For us, we contribute toward an embedded device or an OS that runs on an embedded device, and there's a point in time at which we bless that for a release.
One way that we exploit specifically for validation and deploy stations is virtualize and simulate the production environments so that we don't have to use hardware. One of the challenges with hardware is it typically doesn't scale, or by the time you've scaled it for what your team demands, it's already outdated.
Here's the ops station. The only surprise here for me is actually the architect. Most of the average architects we found could be proficient at an ops role. Again, it's not necessarily whether they want to be, but they could be.
So here are the lessons that we've actually learned. We found that if context switches are inevitable, maybe we should factor them into capacity. This is actually really hard for me to swallow. If it's unplanned work and it happens so frequently, it's now become planned work. That's a very hard one for me to deal with.
The capacity at which each of your stations are staffed at depend on the project maturity. You may find out at the beginning of a project, you've got significantly more architects and people that are doing requirements are at those stations than you do at further on downstream stations.
We found that some roles are in a perpetual state of interruption. It's always some sort of higher priority that you must be working on, but it never actually ends. This is a very challenging problem for us to solve when we have a due date that we need to deliver vehicles to customers with.
We found that empathy increases if a close team member has an impediment that they could fix. If the person right next to you is struggling because of something that you could actually take care of yourself, they're more likely to take care of that problem when they're next to each other, when they're a cross-functional team.
We typically found that teams that are cross-functional are more fruitful when they're all in the same location, or they at least all bond with each other on a regular basis. I think that stuff's pretty obvious.
We found that using the same or closely coupled tool set will create less friction in the more expensive switches. This means if I'm going to a different task that's a different product, or if I'm going to a different task that's potentially a different station, if it is in the same tool set and I'm very comfortable, then it's easier and has less friction for me to do that context switch.
This is where tools like Tasktop are extremely helpful, because you can replicate an entire ALM tool in another ALM tool so that nobody has to go out of their comfort zone. This can help throughput.
We found that if one of the other stations or one of the other context switches that you're doing has a significant number of manual tasks, it ends up becoming very draining and adds more friction to whether or not you should switch to it.
A culture of mentoring and training typically increases throughput. This one's kind of obvious. From a brain surgeon perspective, I'm pretty sure after an entire eight years, 12 years of education, they don't just walk in and start doing surgery on brains. They probably watched a few.

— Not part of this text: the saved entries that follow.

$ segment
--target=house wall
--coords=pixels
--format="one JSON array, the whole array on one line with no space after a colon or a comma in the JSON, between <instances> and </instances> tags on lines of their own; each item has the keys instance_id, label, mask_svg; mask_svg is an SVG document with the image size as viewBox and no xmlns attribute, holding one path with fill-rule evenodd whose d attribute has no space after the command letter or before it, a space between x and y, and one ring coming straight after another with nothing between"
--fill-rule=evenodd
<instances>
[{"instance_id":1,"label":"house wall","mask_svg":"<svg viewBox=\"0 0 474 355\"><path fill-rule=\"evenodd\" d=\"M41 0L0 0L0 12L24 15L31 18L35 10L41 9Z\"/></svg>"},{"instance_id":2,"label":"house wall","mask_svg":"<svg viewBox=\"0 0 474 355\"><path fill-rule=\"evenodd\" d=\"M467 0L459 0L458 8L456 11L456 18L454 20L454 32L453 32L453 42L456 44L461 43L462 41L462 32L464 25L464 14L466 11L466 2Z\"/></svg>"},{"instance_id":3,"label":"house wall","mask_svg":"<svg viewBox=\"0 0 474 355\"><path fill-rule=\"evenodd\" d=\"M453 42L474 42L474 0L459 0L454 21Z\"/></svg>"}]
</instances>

I think what's interesting is I find it's very unhealthy if a department doesn't factor in training or mentoring into their capacity. I think this is really, really important. I think the only way you're going to train the next generation that will run your company is if you actually focus on training just as important as everything else.
We still need your help. We still have a ton of problems. I know all of these particular positions are needed heavily in the UK. That's where I live now, in England. I know that Portland, Oregon, is where JLR has a research and development campus. I know they're in heavy demand for these positions as well.
So I want to thank everyone for their time, thank Gene Kim, and thank the conference for inviting me to talk. Have a good rest of your conference. Thanks.